Cooperative Institute for Research in Environmental Sciences
Thursday, September 22, 2016

Wastewater Injection and Induced Seismicity

Injecting wastewater produced by oil and gas extraction can trigger earthquakes

On May 17, 2012, the city of Timpson, Texas, experienced a magnitude 4.8 earthquake, the largest ever in the region, followed by several more earthquakes over the following 16 months.

While earthquakes can occur as part of a natural process, this part of Texas has not historically had earthquakes, and yet is experiencing them with increased frequency in recent years.  

An increase in earthquake activity is occurring not only in Timpson, but in areas of the eastern and central US, areas where unprecedented volumes of wastewater, produced along with oil and gas, are being disposed of, by injection, into deep geological formations.

Manoochehr Shirzaei, assistant professor at ASU’s School of Earth and Space Exploration, is the lead author of a study out today in Science, which provides strong evidence of the link between oil and gas wastewater disposal and earthquakes in Texas.

As a by-product of modern methods of producing oil and gas, large quantities of wastewater (an estimated two billion gallons every day in the US) are brought to the surface. Currently, the only way to dispose of this wastewater is to inject it into rocks lying deep below the surface via wells.

Approximately 180,000 disposal wells are currently in operation in the US, primarily in Texas, California, Oklahoma, and Kansas.

For this study, Shirzaei and co-authors William Ellsworth of Stanford University, Kristy Tiampo of the University of Colorado Boulder, Pablo González of the University of Liverpool (UK), and Michael Manga of UC Berkeley focused on four high-volume wells used for disposing wastewater near the epicenter for the Timpson, Texas earthquake.

Two of the injection wells lie directly above where the earthquake occurred, injecting wastewater at a depth of over one mile. The other two wells injected similar volumes of wastewater but at shallower depths, just over a half-mile below the surface.

The researchers used space-borne Interferometric Synthetic Aperture Radar (InSAR), a remote satellite-based sensing technique, to measure the surface uplift of the area near the wells.

“Monitoring surface deformation using these remote sensing techniques is a proactive approach to managing the hazards associated with fluid injection, and can help in earthquake forecasting,” says Shirzaei. “Our study reports on the first observations of surface uplift associated with wastewater injection.”

InSAR uses radar to measure the change in distance between the satellite and ground surface, producing highly accurate deformation maps of the Earth’s surface. From this remote sensing technique, the team was able to show that injecting water into the wells at high pressure caused ground uplift near the shallower wells.
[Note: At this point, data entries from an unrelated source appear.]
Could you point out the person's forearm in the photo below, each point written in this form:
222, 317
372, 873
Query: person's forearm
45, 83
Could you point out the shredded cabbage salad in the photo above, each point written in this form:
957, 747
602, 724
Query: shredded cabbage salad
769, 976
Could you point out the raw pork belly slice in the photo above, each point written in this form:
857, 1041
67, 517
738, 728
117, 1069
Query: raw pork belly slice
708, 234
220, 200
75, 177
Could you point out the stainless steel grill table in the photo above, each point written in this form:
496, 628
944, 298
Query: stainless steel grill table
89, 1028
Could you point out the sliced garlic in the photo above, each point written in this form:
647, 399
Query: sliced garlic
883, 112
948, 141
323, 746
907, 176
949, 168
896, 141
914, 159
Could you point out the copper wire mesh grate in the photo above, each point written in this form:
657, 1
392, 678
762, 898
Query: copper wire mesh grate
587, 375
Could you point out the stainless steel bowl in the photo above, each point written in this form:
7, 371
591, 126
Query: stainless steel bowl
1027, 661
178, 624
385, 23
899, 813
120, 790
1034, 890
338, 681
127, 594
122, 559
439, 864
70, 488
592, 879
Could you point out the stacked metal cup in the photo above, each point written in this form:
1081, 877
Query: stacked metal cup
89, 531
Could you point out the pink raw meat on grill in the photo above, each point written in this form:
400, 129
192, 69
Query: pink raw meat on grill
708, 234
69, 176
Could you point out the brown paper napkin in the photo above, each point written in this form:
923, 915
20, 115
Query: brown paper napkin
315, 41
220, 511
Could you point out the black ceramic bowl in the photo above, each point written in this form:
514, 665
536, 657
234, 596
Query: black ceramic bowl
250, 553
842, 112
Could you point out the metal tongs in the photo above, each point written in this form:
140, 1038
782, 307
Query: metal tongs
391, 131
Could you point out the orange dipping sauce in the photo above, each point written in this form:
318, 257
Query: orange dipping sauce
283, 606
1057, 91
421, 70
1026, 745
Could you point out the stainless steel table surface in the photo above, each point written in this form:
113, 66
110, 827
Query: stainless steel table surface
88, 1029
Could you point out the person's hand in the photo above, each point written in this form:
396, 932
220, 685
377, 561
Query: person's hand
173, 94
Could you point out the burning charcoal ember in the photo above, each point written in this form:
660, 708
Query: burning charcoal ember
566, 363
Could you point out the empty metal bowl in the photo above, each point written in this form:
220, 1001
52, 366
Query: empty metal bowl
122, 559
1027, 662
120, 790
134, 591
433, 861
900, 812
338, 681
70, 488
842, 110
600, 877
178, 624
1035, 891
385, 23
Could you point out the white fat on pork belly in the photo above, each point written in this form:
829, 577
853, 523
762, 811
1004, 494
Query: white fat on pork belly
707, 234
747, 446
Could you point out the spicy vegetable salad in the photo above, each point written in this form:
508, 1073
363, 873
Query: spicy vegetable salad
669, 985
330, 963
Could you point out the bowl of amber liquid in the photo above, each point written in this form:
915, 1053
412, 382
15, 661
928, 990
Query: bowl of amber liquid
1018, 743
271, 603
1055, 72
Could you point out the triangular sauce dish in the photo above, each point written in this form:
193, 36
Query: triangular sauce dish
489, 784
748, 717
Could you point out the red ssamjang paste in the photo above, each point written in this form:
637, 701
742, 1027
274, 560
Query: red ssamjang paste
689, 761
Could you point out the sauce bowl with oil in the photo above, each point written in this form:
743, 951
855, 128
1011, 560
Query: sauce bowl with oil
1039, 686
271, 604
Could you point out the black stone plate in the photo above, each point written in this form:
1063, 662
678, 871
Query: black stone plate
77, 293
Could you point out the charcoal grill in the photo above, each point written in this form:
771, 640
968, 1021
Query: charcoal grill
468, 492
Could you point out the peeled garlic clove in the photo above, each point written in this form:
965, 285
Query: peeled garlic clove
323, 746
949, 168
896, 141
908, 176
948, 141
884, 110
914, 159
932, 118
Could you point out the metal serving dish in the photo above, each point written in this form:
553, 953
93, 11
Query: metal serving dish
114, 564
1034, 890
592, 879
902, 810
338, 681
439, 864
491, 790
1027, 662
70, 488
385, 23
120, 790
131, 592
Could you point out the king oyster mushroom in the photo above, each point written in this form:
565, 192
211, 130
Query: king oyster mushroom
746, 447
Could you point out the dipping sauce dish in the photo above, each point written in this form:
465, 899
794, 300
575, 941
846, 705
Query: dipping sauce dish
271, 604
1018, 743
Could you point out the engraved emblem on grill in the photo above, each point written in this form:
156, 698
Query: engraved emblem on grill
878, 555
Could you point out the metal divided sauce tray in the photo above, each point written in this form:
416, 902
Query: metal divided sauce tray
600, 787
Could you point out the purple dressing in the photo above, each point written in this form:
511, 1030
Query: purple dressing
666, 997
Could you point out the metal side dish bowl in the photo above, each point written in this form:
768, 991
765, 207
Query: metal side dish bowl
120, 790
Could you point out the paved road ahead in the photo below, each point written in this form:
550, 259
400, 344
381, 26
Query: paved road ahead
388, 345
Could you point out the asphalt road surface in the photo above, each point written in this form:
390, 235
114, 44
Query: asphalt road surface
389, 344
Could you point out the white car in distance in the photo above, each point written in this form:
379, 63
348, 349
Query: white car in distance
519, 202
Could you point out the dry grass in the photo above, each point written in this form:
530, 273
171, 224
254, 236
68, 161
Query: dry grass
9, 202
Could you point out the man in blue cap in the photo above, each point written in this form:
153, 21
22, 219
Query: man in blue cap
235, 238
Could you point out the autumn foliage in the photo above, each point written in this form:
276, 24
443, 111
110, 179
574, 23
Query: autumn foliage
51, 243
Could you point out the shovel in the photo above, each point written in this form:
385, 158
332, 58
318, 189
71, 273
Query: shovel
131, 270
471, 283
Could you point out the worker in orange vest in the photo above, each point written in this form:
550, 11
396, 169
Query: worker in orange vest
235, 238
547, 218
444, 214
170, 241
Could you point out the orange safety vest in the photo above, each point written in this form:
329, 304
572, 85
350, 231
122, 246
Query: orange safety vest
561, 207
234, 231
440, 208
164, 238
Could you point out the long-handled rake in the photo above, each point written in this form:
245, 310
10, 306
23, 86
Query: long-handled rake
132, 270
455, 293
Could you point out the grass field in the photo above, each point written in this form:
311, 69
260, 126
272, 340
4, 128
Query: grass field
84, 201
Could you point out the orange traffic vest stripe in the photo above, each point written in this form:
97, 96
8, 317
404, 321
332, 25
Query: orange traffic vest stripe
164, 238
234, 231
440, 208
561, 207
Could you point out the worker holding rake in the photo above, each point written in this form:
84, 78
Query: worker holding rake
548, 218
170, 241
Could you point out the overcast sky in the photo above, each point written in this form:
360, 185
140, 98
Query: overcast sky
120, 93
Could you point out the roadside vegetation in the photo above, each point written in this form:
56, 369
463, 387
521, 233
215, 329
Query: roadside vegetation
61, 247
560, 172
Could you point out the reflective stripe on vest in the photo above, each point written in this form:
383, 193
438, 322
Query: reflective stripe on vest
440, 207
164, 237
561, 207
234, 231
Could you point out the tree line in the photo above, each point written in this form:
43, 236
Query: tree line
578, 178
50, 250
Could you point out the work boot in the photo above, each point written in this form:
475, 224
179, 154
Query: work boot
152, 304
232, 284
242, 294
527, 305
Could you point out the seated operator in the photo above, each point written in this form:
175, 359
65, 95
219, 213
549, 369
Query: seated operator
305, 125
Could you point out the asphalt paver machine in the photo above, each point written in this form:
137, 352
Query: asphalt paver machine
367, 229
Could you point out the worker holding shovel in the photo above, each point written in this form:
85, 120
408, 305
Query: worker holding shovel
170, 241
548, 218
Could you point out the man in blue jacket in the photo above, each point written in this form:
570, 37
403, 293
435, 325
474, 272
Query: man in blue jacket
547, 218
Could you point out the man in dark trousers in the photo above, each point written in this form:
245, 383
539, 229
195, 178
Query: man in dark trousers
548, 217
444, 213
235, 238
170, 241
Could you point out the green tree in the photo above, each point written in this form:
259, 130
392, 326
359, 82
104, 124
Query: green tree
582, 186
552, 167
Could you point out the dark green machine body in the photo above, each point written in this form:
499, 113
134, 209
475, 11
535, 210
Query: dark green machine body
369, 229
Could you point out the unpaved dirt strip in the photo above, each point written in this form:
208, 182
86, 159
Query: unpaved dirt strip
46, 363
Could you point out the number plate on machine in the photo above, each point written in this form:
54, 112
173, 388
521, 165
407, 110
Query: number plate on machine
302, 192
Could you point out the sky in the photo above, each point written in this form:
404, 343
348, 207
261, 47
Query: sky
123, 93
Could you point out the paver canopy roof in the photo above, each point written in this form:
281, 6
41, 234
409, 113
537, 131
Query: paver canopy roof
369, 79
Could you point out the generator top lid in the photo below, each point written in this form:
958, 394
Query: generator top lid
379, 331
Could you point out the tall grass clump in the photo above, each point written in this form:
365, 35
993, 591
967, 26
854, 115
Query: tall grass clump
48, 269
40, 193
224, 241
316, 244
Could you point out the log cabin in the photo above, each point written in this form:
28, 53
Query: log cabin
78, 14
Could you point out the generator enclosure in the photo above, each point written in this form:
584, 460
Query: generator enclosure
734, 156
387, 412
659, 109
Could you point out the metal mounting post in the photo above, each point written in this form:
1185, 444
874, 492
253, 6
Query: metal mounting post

Image removed.Satellites measuring surface uplift near the injection wells. Colored circles show pore pressure increase at the location of the earthquake. Injection wells are shown in red with injection depth indicated in blue bars.

The researchers then calculated the strain and pore pressure underneath the wells that resulted in the uplift and, in turn, triggered the earthquakes. Their research found that seismic activity increased, even after water injection rates declined, because pore pressure continued to diffuse throughout the area from earlier injections.

In addition, the data show less seismic activity in denser rock where pore pressure was prevented from disseminating into basement rock, helping to explain why injection can, but does not always, cause earthquakes.

By integrating seismic data, injected water histories, and geological and hydrogeological information with surface deformation observations, the researchers of this study have provided a definitive link between wastewater injection and earthquake activity in Texas. “This work provides important insights into why induced earthquakes occur in some cases and not in others,” says Kristy Tiampo, who is also a Fellow with the University of Colorado Boulder’s Cooperative Institute for Research in Environmental Sciences.

“This research opens new possibilities for the operation of wastewater disposal wells in ways that could reduce earthquake hazards,” states Shirzaei.